In whole-lesion histogram analysis of the ADC, a volumetric ROI is positioned on the entire lesion over contiguous slices, and a histogram of ADC values reflecting the frequency of voxels is constructed, leading to better evaluation of heterogeneity. Recent studies have suggested that whole-lesion histogram analysis of the ADC might have additional value when assessing the heterogeneity and aggressiveness of breast cancer (17, 18). A growing number of studies have used ADC histogram parameters as a potential imaging biomarkers for predicting histopathological features in different tumors, such as Ki-67 (19, 20), EGFR (21, 22), the hormone receptor status (23, 24), and some significant results have been obtained. Likewise, if it is possible to assess the TIL levels from ADC histogram parameters, it may help predict the prognosis and an effective treatment strategy.
Therefore, this study aimed to investigate possible associations between quantitative ADC metrics derived from whole-lesion histogram analysis and the TIL levels, specifically in the different molecular subtypes of breast cancer.
Materials and Methods
Patients
This retrospective study was conducted under the approval of the Ethics Committee of the Second Affiliated Hospital of South China University of Technology.
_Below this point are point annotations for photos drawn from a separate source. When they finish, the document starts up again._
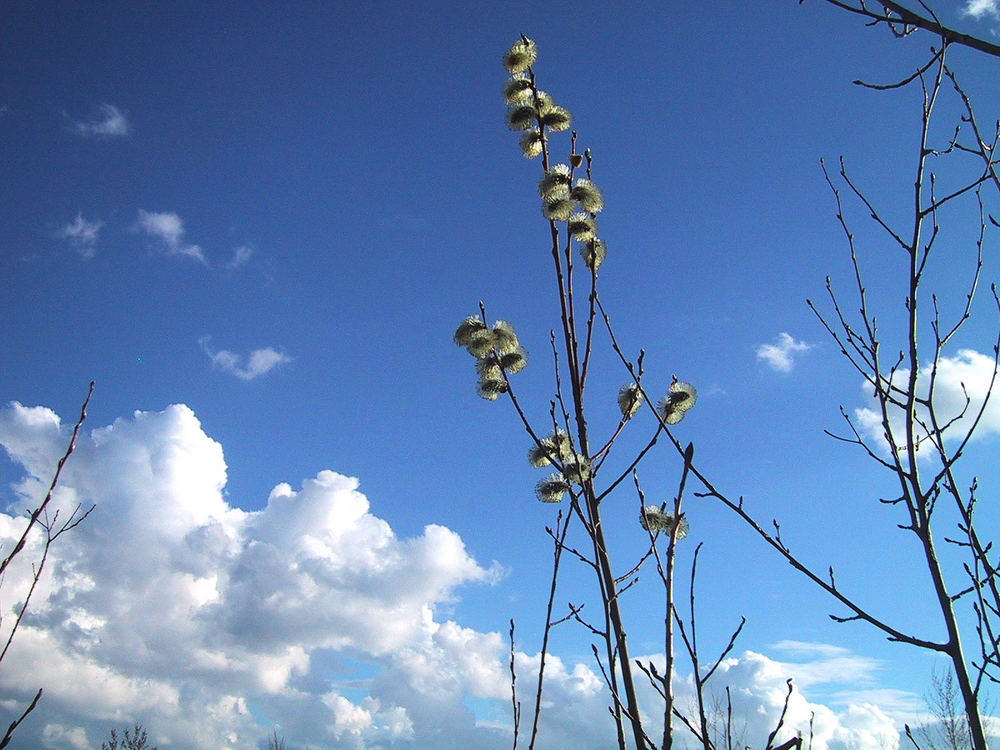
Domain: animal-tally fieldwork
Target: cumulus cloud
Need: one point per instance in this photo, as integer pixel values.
(980, 8)
(780, 356)
(964, 378)
(241, 256)
(168, 229)
(82, 235)
(208, 623)
(110, 121)
(258, 362)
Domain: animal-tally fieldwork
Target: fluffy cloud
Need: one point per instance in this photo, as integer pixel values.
(241, 256)
(210, 624)
(110, 121)
(169, 230)
(780, 355)
(82, 234)
(966, 375)
(259, 362)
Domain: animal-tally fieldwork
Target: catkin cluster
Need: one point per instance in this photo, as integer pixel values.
(557, 450)
(565, 197)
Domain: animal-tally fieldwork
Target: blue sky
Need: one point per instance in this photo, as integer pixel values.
(256, 226)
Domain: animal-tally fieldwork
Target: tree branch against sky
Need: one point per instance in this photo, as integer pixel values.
(256, 227)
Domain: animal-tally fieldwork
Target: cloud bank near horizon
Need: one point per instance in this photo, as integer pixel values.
(211, 624)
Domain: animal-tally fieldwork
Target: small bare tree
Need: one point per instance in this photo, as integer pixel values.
(40, 520)
(921, 438)
(582, 455)
(136, 740)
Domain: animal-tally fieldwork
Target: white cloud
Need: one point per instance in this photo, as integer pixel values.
(967, 374)
(259, 362)
(780, 355)
(82, 234)
(980, 8)
(169, 230)
(110, 121)
(206, 622)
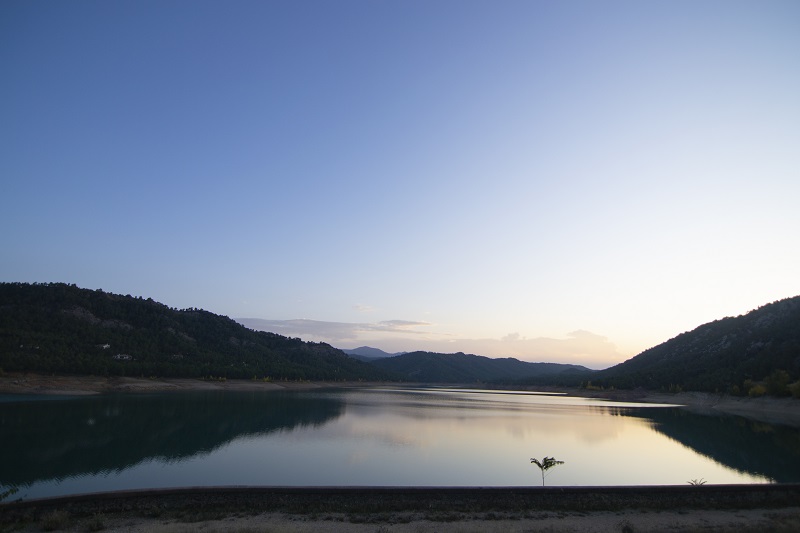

Between January 2018 and May 2020, 160 patients with suspicious findings on mammography or ultrasound underwent breast MRI at our institution. One hundred fourteen patients who fulfilled the following inclusion and exclusion criteria were evaluated. The inclusion criteria were as follows: (1) patients with pathologically diagnosed breast cancer after surgery; (2) patients who underwent standard breast magnetic resonance imaging, whose results included axial T1-weighted images, fat-suppressed T2-weighted images, and axial fat-saturated T1-weighted images pre- and post-enhancement and diffusion-weighted imaging (DWI) sequences; and (3) patients who had complete relevant clinical data. The exclusion criteria were as follows: (1) breast-related treatment before MRI; (2) no relative clinical information; and (3) inadequate image quality. The patient selection process is demonstrated in Figure 1.
MR Examination Protocol
One hundred fourteen patients underwent breast MR imaging examinations using a 1.5-T system [uMR 560 1.5 T scanner (United Imaging, Shanghai, China)] and a dedicated four-channel SENSE breast coil. The patients were placed in the prone position with the breasts immobilized. The MRI acquisition protocols were standardized as follows. First, transverse T1-weighted and fat-suppressed T2-weighted images were obtained. Second, transverse DWI was performed using a single-shot spin-echo echo-planar imaging sequence with the following parameters: repetition time/echo time (TR/TE), 3800/78 ms; matrix, 156×156; slice thickness, 4 mm; slice number, 27; voxel size: 2.0×2.0×4.0 mm3; b value: 50 and 800 s/mm2; number of averages, 1; acquisition time, 103 s. Third, the gadolinium-based agent gadopentetate dimeglumine (Gd-DTPA, Magnevist; Bayer Healthcare, Berlin, Germany) was intravenously injected at a dose of 0.2 ml/kg of body weight at a rate of 1.5 ml/s, followed by a 20-ml saline flush performed with a high-pressure injector. Axial 3D fat-saturated T1-weighted images were obtained immediately before contrast administration and at six consecutive time points following the administration of the Gd-DTPA contrast agent, with the following parameters: TR/TE, 5.1/2.1 ms; flip angle, 10; matrix, 400×70. ADC maps were generated with a monoexponential fit for the diffusion data with b values of 50 and 800 s/mm2 using the following formula: ADC=[lnS0−lnS(b)]/b [where S0 and S(b) represent the DWI signal intensity at b=50 and 800 s/mm2, respectively].
Imaging Analysis
All DWI scans were retrospectively reviewed by two radiologists (Reader 1, with 12 years of experience in breast MRI; and Reader 2, with 6 years of experience in breast MRI). The radiologists were blinded to the histopathological results. The references for tumor detection were the dynamic contrast-enhanced images and axial T2-weighted images. Whole volume ROI placement approaches were applied as multiple large 2D ROIs were manually drawn on each slice containing the whole lesion of interest and were then combined to create a 3D ROI using ITK-SNAP (3.8.0) (Figure 2). The whole volume ADC histogram, including any cystic or necrotic portions and hemorrhagic components, was evaluated to assess the heterogeneity of the tumor. The analysis was performed using Python (3.8.6). An ROI containing the whole tumor generated an entire tumor volume reconstruction, and the calculated results were displayed in the form of a histogram with the matplotlib package in Python. Various ADC histogram parameters were calculated: 10th percentile, mean, 50th percentile (median), 90th percentile, skewness (a measure of the asymmetry of the histogram about its mean), kurtosis (a measure of the peakedness of the histogram) and entropy (measure of the variation in the histogram distribution).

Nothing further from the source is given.